Quiet us. Interrupt us

An appeal to pull out


I write this as an appeal. I do not have too much clue how that goes, by the way. I have not appealed a lot in my life. I used to pray when I was in school but I suspect that had more to do with the zeal of the nuns than my desire to recruit celestial Christian help for my plans. I had also once fervently silently begged Gabriela Sabatini to step out of a poster and take me by the hand many years back, but I don’t think that counts here.

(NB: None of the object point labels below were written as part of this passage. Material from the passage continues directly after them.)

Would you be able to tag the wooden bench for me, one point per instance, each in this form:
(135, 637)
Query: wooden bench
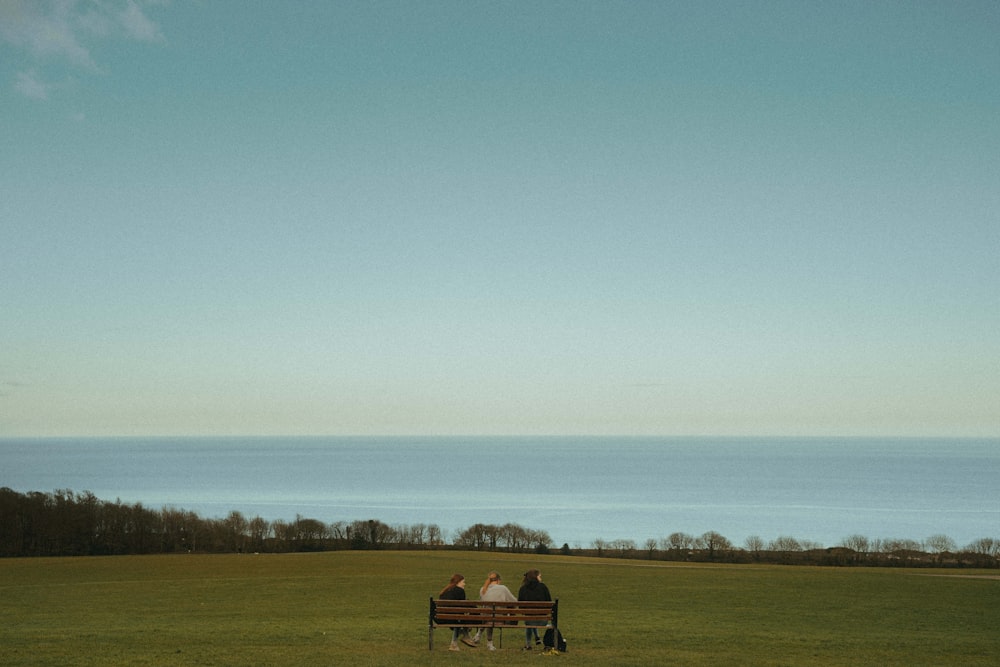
(485, 614)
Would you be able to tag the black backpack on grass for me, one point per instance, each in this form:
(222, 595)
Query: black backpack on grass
(547, 640)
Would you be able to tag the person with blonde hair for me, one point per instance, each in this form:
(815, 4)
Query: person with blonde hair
(493, 591)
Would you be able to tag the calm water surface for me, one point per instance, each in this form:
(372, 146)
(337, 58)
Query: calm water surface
(576, 489)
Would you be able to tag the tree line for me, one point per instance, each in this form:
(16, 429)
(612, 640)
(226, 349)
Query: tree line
(64, 523)
(937, 550)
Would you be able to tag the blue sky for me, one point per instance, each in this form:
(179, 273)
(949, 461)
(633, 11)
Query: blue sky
(733, 218)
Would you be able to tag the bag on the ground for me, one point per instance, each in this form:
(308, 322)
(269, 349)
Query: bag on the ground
(547, 640)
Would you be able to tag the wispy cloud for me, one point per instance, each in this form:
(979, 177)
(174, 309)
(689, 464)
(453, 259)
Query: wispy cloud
(63, 32)
(28, 85)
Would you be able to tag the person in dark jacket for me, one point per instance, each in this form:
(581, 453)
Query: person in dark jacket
(532, 589)
(455, 590)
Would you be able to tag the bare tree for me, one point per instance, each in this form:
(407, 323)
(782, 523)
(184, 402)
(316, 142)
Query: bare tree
(940, 545)
(651, 545)
(754, 544)
(785, 543)
(858, 543)
(714, 543)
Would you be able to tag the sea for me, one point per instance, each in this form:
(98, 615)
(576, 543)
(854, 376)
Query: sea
(579, 490)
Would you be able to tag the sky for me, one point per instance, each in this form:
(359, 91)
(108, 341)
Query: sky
(459, 218)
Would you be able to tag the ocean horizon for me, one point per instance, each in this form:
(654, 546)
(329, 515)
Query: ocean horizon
(578, 489)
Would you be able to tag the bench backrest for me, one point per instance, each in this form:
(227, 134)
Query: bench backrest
(492, 614)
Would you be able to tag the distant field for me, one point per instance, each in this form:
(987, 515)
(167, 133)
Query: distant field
(370, 608)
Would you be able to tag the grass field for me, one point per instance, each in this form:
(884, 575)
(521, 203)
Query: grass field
(370, 608)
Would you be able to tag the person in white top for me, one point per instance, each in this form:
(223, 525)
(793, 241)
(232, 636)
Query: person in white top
(493, 591)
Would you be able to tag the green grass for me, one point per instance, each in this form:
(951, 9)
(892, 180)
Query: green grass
(370, 608)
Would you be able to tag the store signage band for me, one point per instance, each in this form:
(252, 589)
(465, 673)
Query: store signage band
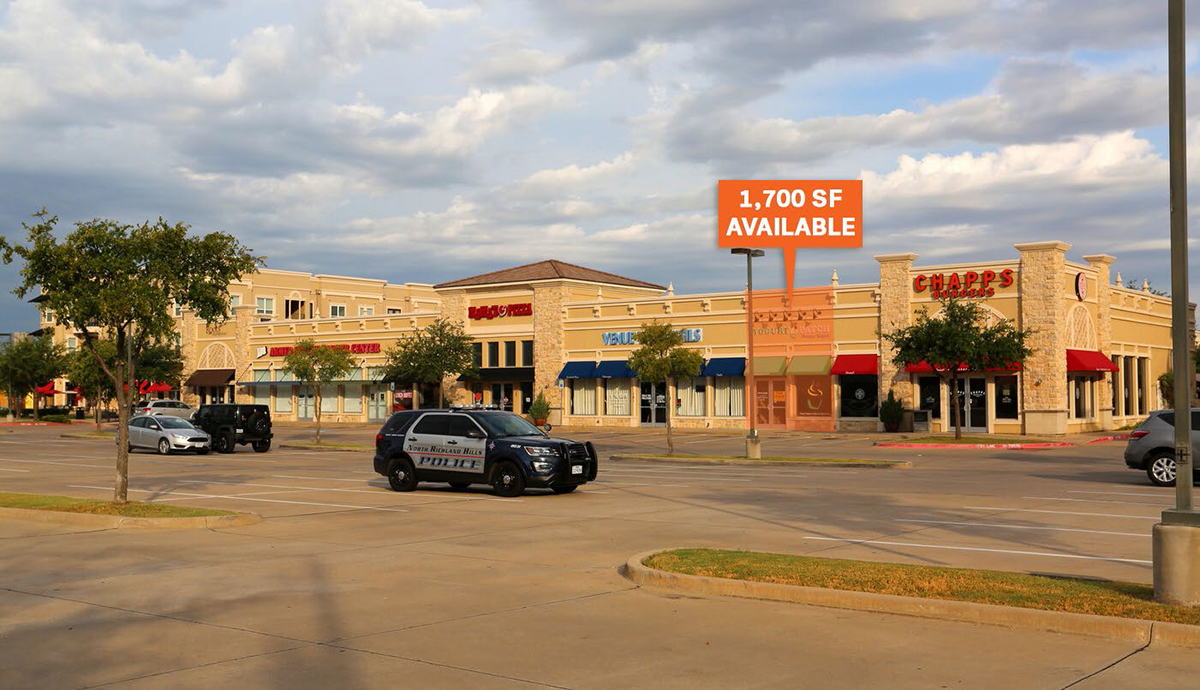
(966, 285)
(630, 337)
(355, 348)
(501, 311)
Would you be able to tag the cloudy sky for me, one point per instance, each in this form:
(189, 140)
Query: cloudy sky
(431, 141)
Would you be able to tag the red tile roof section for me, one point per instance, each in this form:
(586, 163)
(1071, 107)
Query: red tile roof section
(547, 270)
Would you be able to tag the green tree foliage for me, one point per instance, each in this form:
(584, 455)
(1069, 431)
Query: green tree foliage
(118, 281)
(661, 357)
(430, 355)
(29, 363)
(959, 340)
(316, 366)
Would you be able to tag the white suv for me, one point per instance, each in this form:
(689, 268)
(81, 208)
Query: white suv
(168, 407)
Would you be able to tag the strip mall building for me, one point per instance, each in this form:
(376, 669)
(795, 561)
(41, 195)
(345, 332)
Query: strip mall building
(1098, 347)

I write this as an appeal. For the supreme need for magic in our universe. The need to dazzle. The need to blind. And, eventually, the need to lift the burden of everydayness to a higher platform of pure stars. The drone of the ordinary is increasingly closing in on us. The din of the mediocre metaphor is blotting out any possibility of a magical idiom taking shape in our minds and lives. We are getting too comfortable in the dry heat of the Hindu continuum. The very comforting and continuous sounds of our middle class dance. Clanking and muffling, colliding and carrying on.

I write this as an appeal to shush the noise. To bring to a shattering silence the steady base of choreographed cacophony. Rudderless emotions and uncharted moves aside, there is very little that is currently making the world go ‘round. I write this as an appeal to bring to a sudden halt, sudden and rude halt, the confidently creeping progress of the din man. The humming, buzzing advance of the many headed. Plodding on and ahead like a machine full of poison petrol. The engine of nowhereness, that assures us somehow of its proficiency by eating up useless miles.

I also, in a funny way, write this as an appeal to make our Fridays better. Our weekends more colourful. Our intents more glorious. Our lives more fabulous. And, our logic less logical. If we somehow silence ourselves for a bit, we may be able to hold on to the true sound. If we somehow stop ourselves at the merry go round, we may be able to start out on a real journey. That actually goes somewhere.